Llevo bastante tiempo sin saber qué escribir y creo que hoy es un buen momento (o un buen día) para reingresar este blog al mundo de la actualización. Hoy es 6 de diciembre del año 2010 y quiero escribir una pequeña carta a una persona especial.

A mi queridísima novia:

Han pasado ya casi 4 años desde que nos conocemos (si no los han pasado ya, la verdad no manejo fechas exactas) y aún me sorprende el hecho de que nuestra amistad solo evolucionara con el tiempo a llegar al punto de ser lo que somos ahora, muy al margen de todas las barreras que se nos pusieron en frente, hasta darnos cuenta que, en realidad, estábamos enamorados. Incluso podría decir que me resulta bastante gracioso voltear la cabeza unos años atrás y ver que iniciamos siendo personas muy distantes, es más, la última vez que lo hice (y de lo cual escribí un post) me di cuenta que todo empezó, como dirían, “en nada”.

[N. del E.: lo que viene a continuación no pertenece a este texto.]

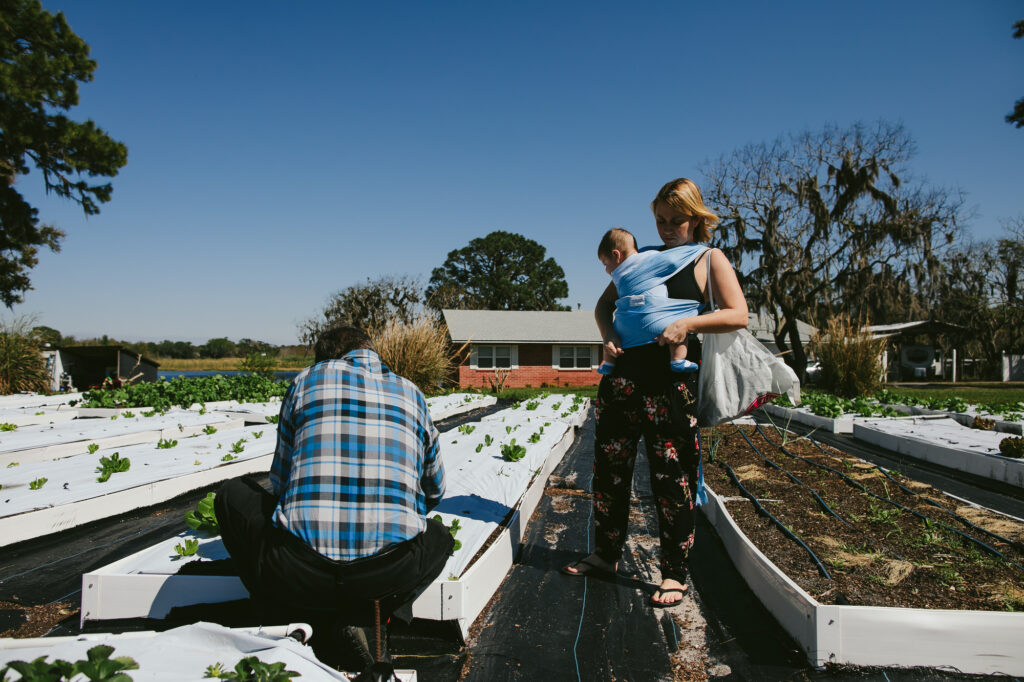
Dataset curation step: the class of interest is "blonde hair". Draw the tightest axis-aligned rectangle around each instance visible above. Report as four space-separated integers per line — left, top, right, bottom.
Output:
650 177 718 242
597 227 639 258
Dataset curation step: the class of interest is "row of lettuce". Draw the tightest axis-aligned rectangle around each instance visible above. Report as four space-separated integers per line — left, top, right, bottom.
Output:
775 389 1024 422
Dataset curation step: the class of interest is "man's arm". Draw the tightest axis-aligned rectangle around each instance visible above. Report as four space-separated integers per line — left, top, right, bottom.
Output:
270 384 295 493
420 414 444 511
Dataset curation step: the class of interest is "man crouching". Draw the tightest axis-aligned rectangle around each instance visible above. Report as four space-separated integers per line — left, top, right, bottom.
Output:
215 327 454 670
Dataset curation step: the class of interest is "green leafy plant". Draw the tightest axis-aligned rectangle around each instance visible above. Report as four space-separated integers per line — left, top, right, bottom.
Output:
999 436 1024 459
96 453 131 483
203 656 301 682
174 538 199 556
0 644 138 682
185 493 220 536
433 514 462 552
502 438 526 462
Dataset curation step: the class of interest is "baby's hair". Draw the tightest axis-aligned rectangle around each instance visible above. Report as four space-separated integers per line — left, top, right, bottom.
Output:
650 177 718 242
597 227 639 258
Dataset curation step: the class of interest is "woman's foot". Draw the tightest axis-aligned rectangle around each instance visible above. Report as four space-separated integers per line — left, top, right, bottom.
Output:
650 578 689 608
562 554 618 577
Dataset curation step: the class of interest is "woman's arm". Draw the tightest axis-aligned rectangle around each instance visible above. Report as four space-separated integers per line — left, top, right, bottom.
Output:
594 284 623 357
659 249 748 345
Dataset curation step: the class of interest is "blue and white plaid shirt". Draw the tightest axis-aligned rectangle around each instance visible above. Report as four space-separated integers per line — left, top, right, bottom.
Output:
270 349 444 561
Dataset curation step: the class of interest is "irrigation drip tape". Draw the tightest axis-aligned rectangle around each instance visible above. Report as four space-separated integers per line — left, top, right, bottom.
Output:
755 424 1024 571
809 438 1024 552
736 428 903 561
720 462 833 580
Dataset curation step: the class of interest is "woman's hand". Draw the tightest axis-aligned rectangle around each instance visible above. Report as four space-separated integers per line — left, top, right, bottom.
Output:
657 317 694 346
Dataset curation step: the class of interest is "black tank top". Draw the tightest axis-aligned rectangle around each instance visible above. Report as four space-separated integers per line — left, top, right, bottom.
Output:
662 247 708 302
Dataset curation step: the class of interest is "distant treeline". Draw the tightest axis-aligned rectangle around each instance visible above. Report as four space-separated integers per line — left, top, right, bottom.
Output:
33 327 308 359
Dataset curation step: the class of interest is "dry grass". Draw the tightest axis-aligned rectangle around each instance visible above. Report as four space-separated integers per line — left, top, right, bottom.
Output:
370 316 461 394
812 314 886 397
0 317 50 395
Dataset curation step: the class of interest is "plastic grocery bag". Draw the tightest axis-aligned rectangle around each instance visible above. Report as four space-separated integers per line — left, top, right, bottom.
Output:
697 329 800 426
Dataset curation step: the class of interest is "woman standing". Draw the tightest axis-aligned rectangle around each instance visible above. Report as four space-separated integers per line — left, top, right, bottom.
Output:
562 178 748 606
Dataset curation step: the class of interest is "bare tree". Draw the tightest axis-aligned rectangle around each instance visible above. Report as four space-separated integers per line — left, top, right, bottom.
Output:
703 121 963 374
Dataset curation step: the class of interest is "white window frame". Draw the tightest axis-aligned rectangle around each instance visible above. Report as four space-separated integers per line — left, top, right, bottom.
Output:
469 343 519 372
551 343 601 372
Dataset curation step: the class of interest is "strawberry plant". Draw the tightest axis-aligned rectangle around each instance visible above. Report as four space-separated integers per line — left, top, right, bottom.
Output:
502 438 526 462
999 436 1024 459
433 514 462 552
96 453 131 483
203 656 300 682
0 644 138 682
185 493 220 536
174 538 199 557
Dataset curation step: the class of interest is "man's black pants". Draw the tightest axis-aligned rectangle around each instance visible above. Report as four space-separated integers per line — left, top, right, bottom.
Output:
214 478 455 626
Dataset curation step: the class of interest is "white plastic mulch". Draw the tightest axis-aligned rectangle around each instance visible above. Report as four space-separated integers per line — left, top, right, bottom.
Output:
0 424 275 518
0 623 349 682
863 418 1008 455
101 396 590 580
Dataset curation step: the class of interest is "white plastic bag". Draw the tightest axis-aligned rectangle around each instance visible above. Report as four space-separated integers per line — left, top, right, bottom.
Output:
697 329 800 426
697 249 800 426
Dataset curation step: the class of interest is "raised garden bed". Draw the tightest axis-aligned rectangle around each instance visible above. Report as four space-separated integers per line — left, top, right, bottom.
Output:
705 427 1024 675
0 410 242 464
853 416 1024 487
82 396 589 634
0 422 275 547
0 623 387 682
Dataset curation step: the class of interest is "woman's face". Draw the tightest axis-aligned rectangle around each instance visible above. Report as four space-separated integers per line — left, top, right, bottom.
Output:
654 202 697 249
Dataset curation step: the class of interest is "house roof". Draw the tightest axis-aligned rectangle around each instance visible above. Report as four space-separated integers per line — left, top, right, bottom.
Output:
442 310 817 344
864 319 966 339
441 310 601 343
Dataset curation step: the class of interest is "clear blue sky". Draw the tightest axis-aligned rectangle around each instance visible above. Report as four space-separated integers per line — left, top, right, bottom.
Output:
16 0 1024 343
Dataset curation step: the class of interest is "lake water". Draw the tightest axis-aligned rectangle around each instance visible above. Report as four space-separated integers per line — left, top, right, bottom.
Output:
157 370 298 380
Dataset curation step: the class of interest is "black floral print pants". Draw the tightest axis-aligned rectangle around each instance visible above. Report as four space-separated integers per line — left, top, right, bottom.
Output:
593 368 699 583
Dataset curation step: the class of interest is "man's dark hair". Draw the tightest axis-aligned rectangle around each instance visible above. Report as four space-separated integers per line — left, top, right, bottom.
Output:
313 325 374 363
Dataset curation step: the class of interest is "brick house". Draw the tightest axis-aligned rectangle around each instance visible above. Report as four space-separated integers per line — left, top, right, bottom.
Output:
442 310 601 388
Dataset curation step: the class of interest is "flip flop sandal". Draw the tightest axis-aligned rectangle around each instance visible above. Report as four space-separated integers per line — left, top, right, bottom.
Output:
559 556 615 578
650 587 689 608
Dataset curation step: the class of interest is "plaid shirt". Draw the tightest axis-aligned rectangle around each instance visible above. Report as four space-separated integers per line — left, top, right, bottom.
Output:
270 349 444 561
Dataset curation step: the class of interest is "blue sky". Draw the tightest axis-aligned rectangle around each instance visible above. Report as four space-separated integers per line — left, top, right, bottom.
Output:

¿Qué puedo decir? Tenemos una comunicación casi perfecta; te he contado de todo y me consta que has hecho lo mismo, supongo que hoy, a pesar de ser un día especial, no diré lo mismo que siempre he dicho, pero que nunca cambia: Te amo.

Antes de ayer te comentaba algo que llevaba bastante tiempo queriéndote decir, supongo que hoy lo puedo subrayar para que quede más claro… Quiero pasar el resto de mi vida enamorado de ti. Sé que es algo apresurado hablar de un futuro que solo la muerte puede terminar (en términos físicos, pues sé que, tras está vida tan corta, nuestras almas encontraran la unión eterna), pero quiero que sepas que eres la persona con la que quiero compartir lo que me resta de vida. Te dije que quería vivir enamorado de ti, que me daba cólera que las personas que se casaban olvidaban por completo lo que era vivir como pareja porque pensaba que ya habían llegado al punto máximo de una relación. Quiero tener citas contigo siempre, quiero que nos sigamos riendo de cosas sin sentido, quiero que nuestras peleas sigan enseñándonos que en la vida todo tiene solución, quiero seguir amándote un poquito más cada día que pasa. Y, sobre todo, quiero mantener la comunicación tan especial que tenemos, corporal y espiritualmente hablando.

Había dicho, además, que no me gustaba darle mucho énfasis a la celebración mensual de una relación, porque sentía que, en la praxis total del amor, todos los días son especiales. Sin embargo, debo poner un poco más de énfasis a este primer mes por una razón en especial. Sucede que he vivido muchos meses en mi vida, 201 aproximadamente, pero este marca una diferencia bastante curiosa por la cual estoy a punto de agradecerte.

Me siento especial. Sé que no debería ponerme nada sentimental porque es un día feliz, pero creo que no puedo evitar sentirme así. Esta faceta de nuestra historia empezó el 27 de marzo del presente año; ese día, cuando te dije que me gustabas, sentí un terror extraño. Tenía miedo de no ser correspondido, de que te merezcas algo mejor o, en pocas palabras, de no ser suficiente. El 6 de noviembre, cuando me aceptaste como tu pareja bajo los términos de una relación eterna, me sentí realmente especial. He sido aplaudido por públicos grandes, he recibido el cariño de muchas personas, he sido premiado y me han elogiado muchas veces… pero tú, Kiomi, me enseñaste lo que significa realmente ser especial. Te agradezco infinitamente por hacerme sentir valioso, importante, feliz.

Wow, en realidad habría mucho que agradecer, dudo poder plasmarlo todo hoy, pero al menos quiero que el párrafo anterior sirva de “resumen”.

Para hoy tenía pensado regalarte una manualidad que vi en el poderoso internet, pero supongo que no podré terminarla aún, es más difícil de lo que creí. Por otro lado, mi letra es bastante fea así que este medio es más cómodo y mis dibujos son bastante horribles y lo que yo quiero es conmoverte, no causarte un ataque de risa masivo como la última vez que dibujé algo para ti (aunque fue divertido, sigo sin ver la lanza en ese dibujo).

Bueno esta es la parte en la que siento que tengo un montón de cosas que decirte y empiezo a llenar el post hasta que me queda súper-extenso. Mejor me guardo todo lo que quiero decir para cuando nos veamos, le da un toque de especial. Feliz (porque siento que es feliz) primer mes siendo novia de este demente, Kiomi, prepárate para soportarme por el resto de tu vida porque este solo es el comienzo de una bonita relación.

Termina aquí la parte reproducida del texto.